I have a dataset with about 800 observations, each with about 2000 boolean variables. I would like to cluster the observations. Now, I'm pretty new to all of this so I hope you'll bear with me.
My first thought was to use agglomerative hierarchical clustering. After looking into various linkage methods, I don't think I can find exactly what I want. For each clustering step I want the new cluster to contain all the "true" of the previous clusters it consists of.
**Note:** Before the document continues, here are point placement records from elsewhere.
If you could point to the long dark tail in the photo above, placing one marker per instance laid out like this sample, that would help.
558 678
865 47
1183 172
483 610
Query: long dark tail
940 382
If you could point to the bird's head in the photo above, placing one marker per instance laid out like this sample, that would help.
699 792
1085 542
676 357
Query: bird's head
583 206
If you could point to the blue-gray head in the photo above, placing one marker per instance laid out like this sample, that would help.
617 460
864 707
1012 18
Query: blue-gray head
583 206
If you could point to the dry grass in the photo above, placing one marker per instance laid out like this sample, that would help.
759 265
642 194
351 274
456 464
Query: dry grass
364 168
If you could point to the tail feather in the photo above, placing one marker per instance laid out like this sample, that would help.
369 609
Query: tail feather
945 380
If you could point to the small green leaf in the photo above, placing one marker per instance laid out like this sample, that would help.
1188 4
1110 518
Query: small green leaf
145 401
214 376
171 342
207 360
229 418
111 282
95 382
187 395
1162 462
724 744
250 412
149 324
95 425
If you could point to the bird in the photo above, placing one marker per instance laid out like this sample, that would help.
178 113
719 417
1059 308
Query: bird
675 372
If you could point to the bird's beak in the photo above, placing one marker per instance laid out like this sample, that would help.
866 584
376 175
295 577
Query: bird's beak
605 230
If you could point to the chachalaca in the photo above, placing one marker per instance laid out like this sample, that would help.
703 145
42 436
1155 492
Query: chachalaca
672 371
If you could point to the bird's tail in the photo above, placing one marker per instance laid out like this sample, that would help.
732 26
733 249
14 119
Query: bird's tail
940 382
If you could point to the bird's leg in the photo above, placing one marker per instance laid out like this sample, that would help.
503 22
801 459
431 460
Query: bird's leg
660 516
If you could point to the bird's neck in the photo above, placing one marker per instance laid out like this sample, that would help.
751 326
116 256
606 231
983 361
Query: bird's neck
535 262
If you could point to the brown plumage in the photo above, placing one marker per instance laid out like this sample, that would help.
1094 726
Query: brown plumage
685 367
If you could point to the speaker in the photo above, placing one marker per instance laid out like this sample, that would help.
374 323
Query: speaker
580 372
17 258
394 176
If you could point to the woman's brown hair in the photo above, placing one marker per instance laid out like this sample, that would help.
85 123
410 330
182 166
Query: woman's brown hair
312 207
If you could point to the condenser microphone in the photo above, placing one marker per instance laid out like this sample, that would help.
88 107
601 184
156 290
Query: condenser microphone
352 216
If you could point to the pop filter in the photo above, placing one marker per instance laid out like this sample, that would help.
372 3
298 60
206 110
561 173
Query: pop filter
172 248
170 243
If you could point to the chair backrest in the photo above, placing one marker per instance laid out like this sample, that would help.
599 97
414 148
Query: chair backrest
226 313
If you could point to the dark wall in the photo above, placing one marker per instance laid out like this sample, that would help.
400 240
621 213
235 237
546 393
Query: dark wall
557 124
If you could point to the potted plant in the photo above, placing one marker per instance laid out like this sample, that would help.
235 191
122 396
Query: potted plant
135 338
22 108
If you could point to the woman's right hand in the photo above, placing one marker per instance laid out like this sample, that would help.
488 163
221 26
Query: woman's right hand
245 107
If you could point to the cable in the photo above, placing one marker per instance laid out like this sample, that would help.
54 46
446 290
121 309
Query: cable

So lets say we start with the following observations:
V1 V2 V3 V4 V5 V6
O1 X X
O2 X X X
O3 X X X
O4 X X X
O5 X X
The first clusters to be formed should look something like:
V1 V2 V3 V4 V5 V6
Ca1 X X X (containing O1,O2)
Ca2 X X X X (containing O3,O4)
Ca3 X X (containing O5)
Further in the proces it could look like:
V1 V2 V3 V4 V5 V6
Cb1 X X X (containing O1,O2)
Cb2 X X X X (containing O3,O4,O5)
As it moves up the hierarchy it should absorb all the "True" of the previous cluster. The top of the hierarchy is a single cluster with all the variables set to "True".
Does this mean that, each time a new cluster is formed, a new dissimilarity matrix must be calculated? Does this exist? What is this called?
Sorry if I'm being unclear, I'll try to answer any questions to my best effort.
Edit: Changed wording in title (dichotomous to binary, removed word)